MN House Republicans: Black lives don’t matter

Cities support Forum’s 5-Point Plan as GOP legislators ignore it


(l-r) Jeff Hassan, Chris Tolbert (to the left of Coleman), and St. Paul Mayor Chris Coleman (Photo by Charles Hallman/MSR News)
(l-r) Jeff Hassan, Chris Tolbert (to the left of Coleman), and St. Paul Mayor Chris Coleman (Photo by Charles Hallman/MSR News)

With the Minnesota State Legislature’s 2016 session slated to end next week, the issue of addressing economic inequality among its state citizenry of color may once again be ignored. This contrasts sharply with the consensus at other levels of government that the issue requires immediate, urgent attention.

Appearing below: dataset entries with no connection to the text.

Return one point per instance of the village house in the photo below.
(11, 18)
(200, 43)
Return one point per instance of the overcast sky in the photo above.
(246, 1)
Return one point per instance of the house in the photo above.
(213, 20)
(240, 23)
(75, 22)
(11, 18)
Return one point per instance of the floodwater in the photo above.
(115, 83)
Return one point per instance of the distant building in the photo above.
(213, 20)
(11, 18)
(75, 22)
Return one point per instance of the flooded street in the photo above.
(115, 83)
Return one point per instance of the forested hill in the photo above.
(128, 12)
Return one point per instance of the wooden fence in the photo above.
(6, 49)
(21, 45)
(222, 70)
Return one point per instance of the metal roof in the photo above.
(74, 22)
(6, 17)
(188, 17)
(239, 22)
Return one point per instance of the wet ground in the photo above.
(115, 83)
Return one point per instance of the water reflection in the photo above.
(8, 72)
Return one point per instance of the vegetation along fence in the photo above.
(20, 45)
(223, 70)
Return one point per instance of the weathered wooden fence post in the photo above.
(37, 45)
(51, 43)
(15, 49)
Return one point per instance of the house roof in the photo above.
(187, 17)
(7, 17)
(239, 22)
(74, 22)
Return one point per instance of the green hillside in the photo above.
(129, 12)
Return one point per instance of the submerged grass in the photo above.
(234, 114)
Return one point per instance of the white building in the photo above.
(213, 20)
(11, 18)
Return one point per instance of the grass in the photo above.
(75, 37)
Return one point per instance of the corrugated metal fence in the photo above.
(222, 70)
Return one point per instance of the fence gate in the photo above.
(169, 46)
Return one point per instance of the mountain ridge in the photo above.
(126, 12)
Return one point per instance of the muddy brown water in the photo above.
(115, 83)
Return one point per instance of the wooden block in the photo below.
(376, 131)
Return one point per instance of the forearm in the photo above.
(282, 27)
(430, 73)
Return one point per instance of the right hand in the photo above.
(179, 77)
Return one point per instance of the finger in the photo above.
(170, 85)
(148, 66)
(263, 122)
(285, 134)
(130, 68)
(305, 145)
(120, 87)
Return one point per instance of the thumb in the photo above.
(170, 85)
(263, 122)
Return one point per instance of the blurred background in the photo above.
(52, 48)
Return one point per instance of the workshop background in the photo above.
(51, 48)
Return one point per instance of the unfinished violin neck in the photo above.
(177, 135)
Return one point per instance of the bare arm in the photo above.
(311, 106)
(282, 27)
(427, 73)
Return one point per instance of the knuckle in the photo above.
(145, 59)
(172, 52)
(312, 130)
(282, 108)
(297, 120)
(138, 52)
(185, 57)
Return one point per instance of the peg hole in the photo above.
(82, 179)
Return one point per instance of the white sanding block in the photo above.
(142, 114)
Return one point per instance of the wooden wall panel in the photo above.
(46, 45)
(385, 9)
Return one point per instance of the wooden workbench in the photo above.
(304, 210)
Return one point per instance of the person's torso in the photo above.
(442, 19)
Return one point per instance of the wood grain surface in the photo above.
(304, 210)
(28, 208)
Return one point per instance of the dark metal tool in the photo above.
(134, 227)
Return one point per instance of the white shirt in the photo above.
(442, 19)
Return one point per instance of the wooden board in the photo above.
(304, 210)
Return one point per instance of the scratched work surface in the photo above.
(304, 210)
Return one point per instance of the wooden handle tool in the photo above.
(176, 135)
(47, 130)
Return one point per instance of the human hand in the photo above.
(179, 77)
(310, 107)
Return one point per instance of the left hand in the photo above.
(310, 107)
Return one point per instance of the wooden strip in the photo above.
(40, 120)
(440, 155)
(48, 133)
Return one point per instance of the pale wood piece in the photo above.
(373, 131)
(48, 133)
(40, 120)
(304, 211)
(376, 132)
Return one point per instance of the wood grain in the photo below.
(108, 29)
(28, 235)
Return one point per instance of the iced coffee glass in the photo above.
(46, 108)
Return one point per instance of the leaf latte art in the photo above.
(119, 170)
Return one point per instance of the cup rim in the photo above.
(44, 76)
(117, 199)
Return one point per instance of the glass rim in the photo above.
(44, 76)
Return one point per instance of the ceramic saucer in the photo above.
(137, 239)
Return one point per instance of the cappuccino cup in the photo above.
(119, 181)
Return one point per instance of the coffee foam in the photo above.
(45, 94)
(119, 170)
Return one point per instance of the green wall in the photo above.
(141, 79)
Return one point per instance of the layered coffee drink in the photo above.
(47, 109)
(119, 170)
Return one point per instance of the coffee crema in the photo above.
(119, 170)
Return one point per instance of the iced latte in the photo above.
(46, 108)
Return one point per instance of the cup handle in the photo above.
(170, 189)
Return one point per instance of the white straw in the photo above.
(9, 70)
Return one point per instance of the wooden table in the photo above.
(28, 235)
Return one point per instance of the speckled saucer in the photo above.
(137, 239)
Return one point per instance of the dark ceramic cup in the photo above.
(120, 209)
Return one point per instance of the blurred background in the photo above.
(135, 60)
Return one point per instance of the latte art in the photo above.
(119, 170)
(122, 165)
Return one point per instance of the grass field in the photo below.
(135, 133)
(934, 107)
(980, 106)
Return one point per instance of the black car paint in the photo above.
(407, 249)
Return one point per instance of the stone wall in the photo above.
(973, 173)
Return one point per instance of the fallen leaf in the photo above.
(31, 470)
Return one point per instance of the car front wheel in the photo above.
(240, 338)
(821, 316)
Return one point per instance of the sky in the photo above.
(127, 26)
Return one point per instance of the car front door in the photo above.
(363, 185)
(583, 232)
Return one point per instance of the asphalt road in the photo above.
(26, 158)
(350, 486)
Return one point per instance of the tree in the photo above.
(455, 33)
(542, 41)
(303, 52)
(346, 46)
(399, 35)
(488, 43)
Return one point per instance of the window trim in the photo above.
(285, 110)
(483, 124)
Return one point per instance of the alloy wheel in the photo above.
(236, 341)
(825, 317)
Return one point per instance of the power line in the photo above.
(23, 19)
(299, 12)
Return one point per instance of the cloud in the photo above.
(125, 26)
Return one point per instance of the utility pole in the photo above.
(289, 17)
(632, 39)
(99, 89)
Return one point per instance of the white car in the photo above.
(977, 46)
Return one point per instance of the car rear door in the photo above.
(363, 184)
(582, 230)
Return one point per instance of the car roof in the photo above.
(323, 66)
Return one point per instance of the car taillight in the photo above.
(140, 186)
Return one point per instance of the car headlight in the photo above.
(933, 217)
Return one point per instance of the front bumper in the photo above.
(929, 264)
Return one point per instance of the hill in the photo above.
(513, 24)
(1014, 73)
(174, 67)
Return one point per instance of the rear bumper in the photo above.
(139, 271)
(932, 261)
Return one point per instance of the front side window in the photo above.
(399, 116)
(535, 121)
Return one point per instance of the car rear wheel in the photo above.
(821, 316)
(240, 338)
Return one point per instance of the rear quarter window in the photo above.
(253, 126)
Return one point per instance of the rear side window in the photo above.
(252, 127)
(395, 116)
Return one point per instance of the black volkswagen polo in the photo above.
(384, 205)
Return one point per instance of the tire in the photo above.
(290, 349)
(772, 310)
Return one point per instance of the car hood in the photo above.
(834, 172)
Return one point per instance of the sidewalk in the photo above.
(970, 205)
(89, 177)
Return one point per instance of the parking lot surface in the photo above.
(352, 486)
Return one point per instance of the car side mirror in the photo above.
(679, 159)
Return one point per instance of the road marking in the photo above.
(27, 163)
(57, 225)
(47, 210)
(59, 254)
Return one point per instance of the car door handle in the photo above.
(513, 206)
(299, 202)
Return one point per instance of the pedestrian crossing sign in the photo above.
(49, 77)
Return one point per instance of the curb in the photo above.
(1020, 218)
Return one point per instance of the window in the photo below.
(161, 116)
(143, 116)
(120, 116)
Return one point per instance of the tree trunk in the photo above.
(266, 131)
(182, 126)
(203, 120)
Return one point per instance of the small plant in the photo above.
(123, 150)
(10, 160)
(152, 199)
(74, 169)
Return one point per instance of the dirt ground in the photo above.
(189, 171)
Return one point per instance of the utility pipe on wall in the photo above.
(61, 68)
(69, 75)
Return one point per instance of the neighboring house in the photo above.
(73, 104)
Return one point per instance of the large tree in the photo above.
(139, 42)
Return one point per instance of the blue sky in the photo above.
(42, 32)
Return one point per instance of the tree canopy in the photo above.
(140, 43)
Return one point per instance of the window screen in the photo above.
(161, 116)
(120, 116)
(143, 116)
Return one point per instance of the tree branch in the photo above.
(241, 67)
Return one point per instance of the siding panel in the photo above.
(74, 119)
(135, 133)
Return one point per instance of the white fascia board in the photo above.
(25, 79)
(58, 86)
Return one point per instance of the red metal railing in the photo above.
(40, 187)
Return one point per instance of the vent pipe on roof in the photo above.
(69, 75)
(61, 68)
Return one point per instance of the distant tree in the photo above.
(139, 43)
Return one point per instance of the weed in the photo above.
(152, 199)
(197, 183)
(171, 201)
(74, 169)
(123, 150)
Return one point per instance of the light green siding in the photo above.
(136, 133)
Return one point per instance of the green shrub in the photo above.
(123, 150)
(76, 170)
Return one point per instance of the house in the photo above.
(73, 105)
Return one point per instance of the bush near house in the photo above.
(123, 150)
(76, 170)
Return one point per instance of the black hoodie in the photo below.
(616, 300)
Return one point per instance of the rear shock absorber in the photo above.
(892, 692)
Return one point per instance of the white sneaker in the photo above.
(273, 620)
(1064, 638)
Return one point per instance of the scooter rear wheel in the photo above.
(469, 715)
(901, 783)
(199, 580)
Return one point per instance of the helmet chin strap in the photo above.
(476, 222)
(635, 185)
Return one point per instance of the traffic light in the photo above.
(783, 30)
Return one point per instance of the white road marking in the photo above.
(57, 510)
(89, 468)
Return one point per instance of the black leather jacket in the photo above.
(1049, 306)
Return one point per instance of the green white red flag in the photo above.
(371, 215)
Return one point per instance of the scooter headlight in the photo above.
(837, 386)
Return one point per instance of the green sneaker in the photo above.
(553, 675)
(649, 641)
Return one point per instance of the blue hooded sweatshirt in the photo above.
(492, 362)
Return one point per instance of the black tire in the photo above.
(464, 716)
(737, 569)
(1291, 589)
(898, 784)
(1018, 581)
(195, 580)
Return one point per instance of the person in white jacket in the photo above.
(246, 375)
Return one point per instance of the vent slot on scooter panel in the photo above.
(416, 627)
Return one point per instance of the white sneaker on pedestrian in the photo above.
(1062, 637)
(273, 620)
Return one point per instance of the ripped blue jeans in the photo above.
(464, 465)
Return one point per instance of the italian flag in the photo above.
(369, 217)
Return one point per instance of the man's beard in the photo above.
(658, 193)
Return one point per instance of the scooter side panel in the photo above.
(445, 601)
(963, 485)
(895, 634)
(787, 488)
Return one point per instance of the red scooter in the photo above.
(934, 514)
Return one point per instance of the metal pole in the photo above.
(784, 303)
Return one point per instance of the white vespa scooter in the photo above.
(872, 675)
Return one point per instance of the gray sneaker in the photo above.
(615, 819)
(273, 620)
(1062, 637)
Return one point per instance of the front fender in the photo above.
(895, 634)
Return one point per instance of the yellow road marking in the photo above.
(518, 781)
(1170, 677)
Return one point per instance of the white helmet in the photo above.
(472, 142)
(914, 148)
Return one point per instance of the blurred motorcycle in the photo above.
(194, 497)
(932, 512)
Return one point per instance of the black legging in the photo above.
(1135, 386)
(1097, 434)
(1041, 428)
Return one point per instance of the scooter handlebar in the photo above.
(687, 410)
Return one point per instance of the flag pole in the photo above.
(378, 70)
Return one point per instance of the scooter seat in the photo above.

According to U.S. Census data, there’s a nearly $50,000 gap in median annual incomes between Black families ($33,900) and White families ($81,500), and over $35,000 between Black families and Asians ($71,500).

“It became a wake-up call for us to do something,” said African American Leadership Forum Executive Director Jeff Hassan of his group’s 5-Point Plan that was conceived late last year.

The plan includes:

  1. Hiring in public and private sectors “that reflects the racial diversity” in the state, county, cities and school districts
  2. Black businesses getting a fair share of public and private contracts
  3. State legislation to end economic inequality
  4. “Equitable investments” in the Black community by state-based philanthropic organizations
  5. An annual report card created jointly by Black organizations, public, private and philanthropic sectors “to set goals and measure if what we are doing achieves results,” said Hassan last week during a May 11 press conference at St. Paul City Hall.

“The big issue is what we do now to address these glaring disparities,” said Hassan as he pointed out that Minnesota is “51st” in the U.S. “behind the District of Columbia and the other 49 states for African Americans.”

The St. Paul City Council last week unanimously voted to support the plan. “All seven of us and the mayor all agree on this,” pledged Councilman Chris Tolbert. Minneapolis Mayor Betsy Hodges also endorsed the plan last month.

“The response we received from Mayor [Chris] Coleman…has been tremendous,” continued Hassan. “We also got the mayor of Minneapolis, Betsy Hodges. And the University Of Minnesota Board of Regents and President [Eric] Kaler, the governor and lieutenant governor…have all agreed to the 5-Point Plan.”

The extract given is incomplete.